The computer says, “Find ways to eliminate, or at least limit, this feeling, by taking responsibility for your emotions and knowing you have a choice.”
I say, “I’m going to open a bottle of wine and sit down for a while.”
It’s 5pm and the computer says, “2) When you wake up tomorrow start doing something right away.” It says: “…deflected from our vulnerable core, grief redirected and expressed instead as anger.” Then, “Focus your attention on where the feeling of anxiousness is in your body and keep your attention there until the feeling moves or dissolves.”
“But it’s everywhere,” I say.
“Try,” the computer says.
“What if my head is falling off?” I ask the computer.
“Whenever your attention wanders, bring it back to the place in your body where the physical feeling is.” The computer says. “Doing this for five or ten minutes can reduce, if not eliminate, the anxiety.”

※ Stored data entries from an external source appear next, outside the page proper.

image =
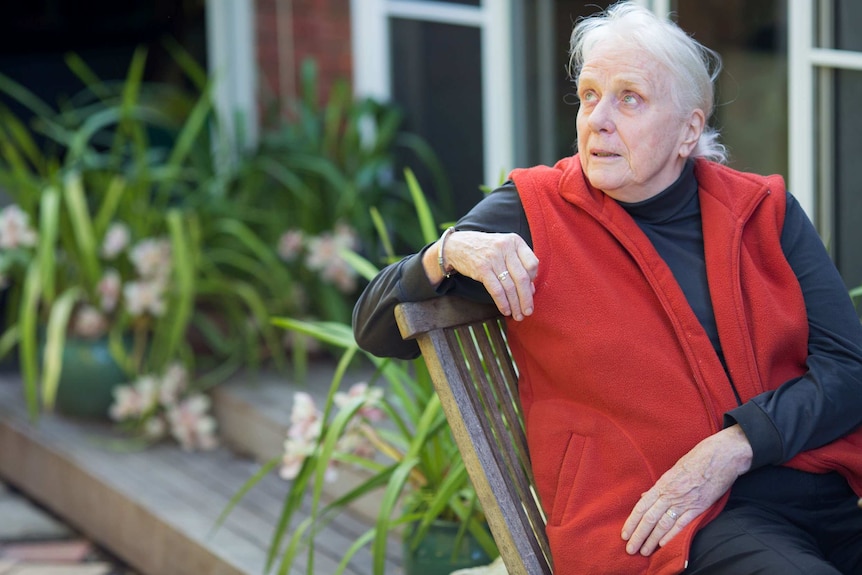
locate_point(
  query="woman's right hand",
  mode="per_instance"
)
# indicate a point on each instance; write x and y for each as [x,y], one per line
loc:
[503,263]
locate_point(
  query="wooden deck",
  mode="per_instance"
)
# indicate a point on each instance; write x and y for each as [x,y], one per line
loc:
[156,509]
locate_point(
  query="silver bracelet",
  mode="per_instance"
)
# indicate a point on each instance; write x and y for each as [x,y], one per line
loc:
[440,262]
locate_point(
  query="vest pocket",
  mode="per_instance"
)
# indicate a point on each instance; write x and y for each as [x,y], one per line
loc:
[569,469]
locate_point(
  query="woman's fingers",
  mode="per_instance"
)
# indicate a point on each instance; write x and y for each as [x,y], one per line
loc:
[503,263]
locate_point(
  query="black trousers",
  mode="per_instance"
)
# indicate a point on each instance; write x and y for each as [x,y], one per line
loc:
[780,521]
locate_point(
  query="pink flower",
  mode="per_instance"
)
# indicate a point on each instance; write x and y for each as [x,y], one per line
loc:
[152,259]
[305,418]
[191,425]
[132,401]
[370,396]
[324,255]
[89,322]
[147,388]
[109,289]
[15,230]
[116,240]
[145,297]
[339,273]
[290,245]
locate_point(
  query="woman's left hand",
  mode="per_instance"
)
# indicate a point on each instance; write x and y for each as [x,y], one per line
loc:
[686,490]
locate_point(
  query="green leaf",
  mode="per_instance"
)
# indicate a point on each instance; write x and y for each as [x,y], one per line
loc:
[28,350]
[82,226]
[334,333]
[55,340]
[265,470]
[49,223]
[423,210]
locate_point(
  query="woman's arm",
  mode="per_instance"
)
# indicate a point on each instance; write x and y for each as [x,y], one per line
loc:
[408,280]
[826,402]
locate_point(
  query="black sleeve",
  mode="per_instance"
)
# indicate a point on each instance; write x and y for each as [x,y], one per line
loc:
[826,402]
[374,324]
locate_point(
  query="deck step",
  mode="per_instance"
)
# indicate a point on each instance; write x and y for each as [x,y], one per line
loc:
[157,508]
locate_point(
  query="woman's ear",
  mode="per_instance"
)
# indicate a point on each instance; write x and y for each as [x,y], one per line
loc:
[692,129]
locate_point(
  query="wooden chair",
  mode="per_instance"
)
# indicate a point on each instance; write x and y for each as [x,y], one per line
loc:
[464,345]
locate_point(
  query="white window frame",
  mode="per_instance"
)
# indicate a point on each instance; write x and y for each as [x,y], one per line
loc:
[809,175]
[811,130]
[231,44]
[372,73]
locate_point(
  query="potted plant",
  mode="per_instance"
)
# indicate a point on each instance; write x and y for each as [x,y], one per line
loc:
[110,255]
[393,429]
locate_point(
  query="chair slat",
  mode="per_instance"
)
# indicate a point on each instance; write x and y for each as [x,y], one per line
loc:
[464,345]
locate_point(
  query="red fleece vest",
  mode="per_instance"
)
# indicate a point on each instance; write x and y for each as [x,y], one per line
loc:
[617,376]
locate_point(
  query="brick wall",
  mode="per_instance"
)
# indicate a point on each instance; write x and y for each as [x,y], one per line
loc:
[289,31]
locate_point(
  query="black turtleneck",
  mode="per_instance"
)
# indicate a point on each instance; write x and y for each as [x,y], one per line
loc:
[671,221]
[818,408]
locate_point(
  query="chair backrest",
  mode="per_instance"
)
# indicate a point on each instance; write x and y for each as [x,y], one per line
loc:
[464,345]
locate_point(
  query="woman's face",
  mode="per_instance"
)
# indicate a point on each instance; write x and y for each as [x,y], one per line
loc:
[632,138]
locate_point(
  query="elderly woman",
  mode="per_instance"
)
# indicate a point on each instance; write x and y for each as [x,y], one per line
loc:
[690,362]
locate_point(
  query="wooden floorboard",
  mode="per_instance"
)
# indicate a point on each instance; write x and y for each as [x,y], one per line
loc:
[157,508]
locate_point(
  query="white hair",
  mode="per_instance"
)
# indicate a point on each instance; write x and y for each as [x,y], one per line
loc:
[693,67]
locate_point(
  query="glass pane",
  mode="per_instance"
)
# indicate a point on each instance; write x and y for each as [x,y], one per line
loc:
[838,24]
[751,99]
[546,95]
[465,2]
[847,93]
[436,78]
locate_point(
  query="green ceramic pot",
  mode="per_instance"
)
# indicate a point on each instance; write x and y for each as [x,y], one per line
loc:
[88,379]
[437,553]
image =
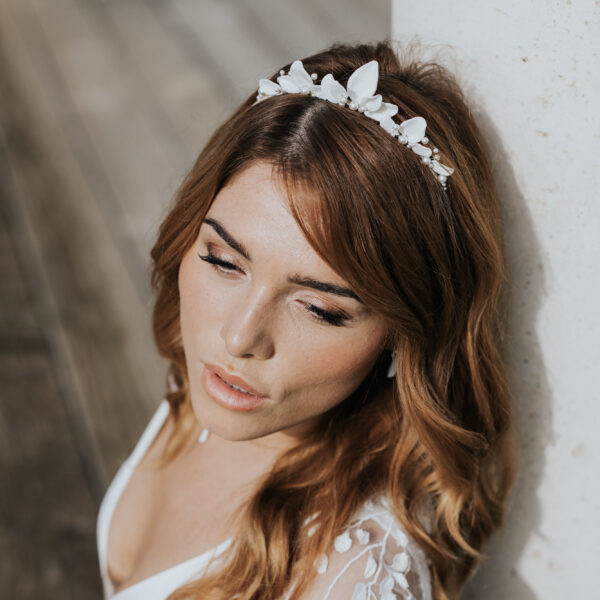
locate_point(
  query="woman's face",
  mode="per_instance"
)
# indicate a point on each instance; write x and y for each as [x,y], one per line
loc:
[260,317]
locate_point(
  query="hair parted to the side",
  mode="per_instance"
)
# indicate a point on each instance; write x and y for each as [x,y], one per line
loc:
[438,437]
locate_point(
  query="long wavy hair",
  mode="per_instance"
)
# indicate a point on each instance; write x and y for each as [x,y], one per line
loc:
[438,437]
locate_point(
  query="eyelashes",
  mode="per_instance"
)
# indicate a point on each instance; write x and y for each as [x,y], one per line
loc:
[323,316]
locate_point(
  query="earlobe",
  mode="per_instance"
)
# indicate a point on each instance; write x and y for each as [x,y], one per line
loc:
[392,369]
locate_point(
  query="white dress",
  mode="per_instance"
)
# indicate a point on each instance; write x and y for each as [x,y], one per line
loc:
[374,559]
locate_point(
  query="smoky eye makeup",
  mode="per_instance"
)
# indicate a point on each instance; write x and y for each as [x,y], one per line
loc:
[337,318]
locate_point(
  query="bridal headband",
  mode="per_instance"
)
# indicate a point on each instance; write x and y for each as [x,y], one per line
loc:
[359,95]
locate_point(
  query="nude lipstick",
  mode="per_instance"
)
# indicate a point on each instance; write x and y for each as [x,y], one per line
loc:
[221,390]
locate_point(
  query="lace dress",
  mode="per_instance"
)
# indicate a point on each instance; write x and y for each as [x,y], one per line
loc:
[373,559]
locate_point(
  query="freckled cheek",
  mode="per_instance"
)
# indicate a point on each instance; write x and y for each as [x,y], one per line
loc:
[333,371]
[201,306]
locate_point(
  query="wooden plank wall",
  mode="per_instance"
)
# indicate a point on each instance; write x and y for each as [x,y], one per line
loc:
[103,107]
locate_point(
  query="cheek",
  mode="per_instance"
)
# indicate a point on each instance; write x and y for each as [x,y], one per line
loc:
[194,302]
[331,372]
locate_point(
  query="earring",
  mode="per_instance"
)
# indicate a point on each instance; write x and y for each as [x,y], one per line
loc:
[392,368]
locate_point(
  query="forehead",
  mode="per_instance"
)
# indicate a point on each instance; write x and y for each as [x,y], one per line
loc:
[254,209]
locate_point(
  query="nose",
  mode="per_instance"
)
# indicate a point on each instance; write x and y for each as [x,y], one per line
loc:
[247,330]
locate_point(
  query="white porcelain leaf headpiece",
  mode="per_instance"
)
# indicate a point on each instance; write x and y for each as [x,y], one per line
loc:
[359,95]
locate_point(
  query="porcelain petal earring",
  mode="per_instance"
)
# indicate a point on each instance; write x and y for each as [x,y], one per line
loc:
[392,368]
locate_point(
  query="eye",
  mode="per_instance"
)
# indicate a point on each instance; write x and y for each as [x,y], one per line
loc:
[332,318]
[322,316]
[219,265]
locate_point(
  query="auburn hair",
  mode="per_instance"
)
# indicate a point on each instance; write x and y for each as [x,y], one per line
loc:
[437,438]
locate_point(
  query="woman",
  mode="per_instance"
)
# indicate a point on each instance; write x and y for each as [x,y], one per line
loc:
[329,289]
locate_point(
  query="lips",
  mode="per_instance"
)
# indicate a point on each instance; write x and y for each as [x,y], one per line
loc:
[234,379]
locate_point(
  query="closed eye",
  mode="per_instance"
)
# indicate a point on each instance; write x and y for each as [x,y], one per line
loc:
[323,316]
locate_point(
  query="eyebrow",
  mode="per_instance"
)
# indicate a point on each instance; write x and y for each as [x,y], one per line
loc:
[330,288]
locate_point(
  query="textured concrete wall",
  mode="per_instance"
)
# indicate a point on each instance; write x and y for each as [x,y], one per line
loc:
[531,71]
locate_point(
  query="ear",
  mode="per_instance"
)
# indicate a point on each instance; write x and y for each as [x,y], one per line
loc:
[389,341]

“Five to ten minutes?” It’s been one minute and I’m already thinking about something else entirely. I’m thinking about Elizabeth Bishop drinking herself into oblivion by the sea on red wine. Rolling a joint in a hotel room. Writing poems about her mother then not publishing them.
“Do I have to start over again?” I ask the computer. The place on my body seems to spread until there isn’t any place on my body.
“Helping others is actually a way of taking action and responsibility for your own healing.” The computer adds in.
I write “Call Mom” on a piece of paper.
Mom says “I am glad you can get furious and yell with me. EVERYONE needs to vent. Anger and fighting is an essential part of HUMAN behavior and our bodies need it to survive. VENT is the key word! Anyway, below is something I am working on.
You can read it or not. I needed to put it somewhere to remember to copy it later. Akedah in Judaism refers to when Isaac is tied up to be killed by his father at god’s command. Will someone PLEASE stand up and admit that aliens are causing this global trouble and NOT humans?”